Forgetting @AutoConfigureTestDatabase(replace = NONE) with @DataJpaTest. Without this, Spring Boot replaces your PostgreSQL container datasource with H2. Your test runs against H2, not PostgreSQL, and you get no benefit from the container.

Using save() instead of saveAndFlush() when testing constraints. JPA batches writes by default. save() does not immediately flush to the database, so constraint violations do not trigger until the transaction commits.
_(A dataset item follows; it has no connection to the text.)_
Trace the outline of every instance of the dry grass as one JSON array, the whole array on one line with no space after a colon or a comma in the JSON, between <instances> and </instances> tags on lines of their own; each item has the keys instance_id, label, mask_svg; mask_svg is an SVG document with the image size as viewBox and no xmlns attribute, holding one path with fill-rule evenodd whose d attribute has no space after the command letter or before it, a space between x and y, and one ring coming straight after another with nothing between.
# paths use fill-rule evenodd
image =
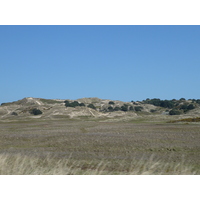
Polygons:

Use saveAndFlush() to test constraints immediately.

Not cleaning up between tests. Static containers share state. If test A inserts rows and does not clean up, test B finds unexpected data. Add @BeforeEach void cleanup() { repository.deleteAll(); } or use @Transactional (with @DataJpaTest’s automatic rollback).


Summary

PostgreSQL containers with Testcontainers give you reliable database tests that match production behavior. @ServiceConnection eliminates boilerplate in Spring Boot 3.1+. @DataJpaTest with @AutoConfigureTestDatabase(replace = NONE) gives you fast slice tests against real PostgreSQL. Custom JPQL and native SQL queries, database constraints, migrations, and pagination all test correctly against the real database.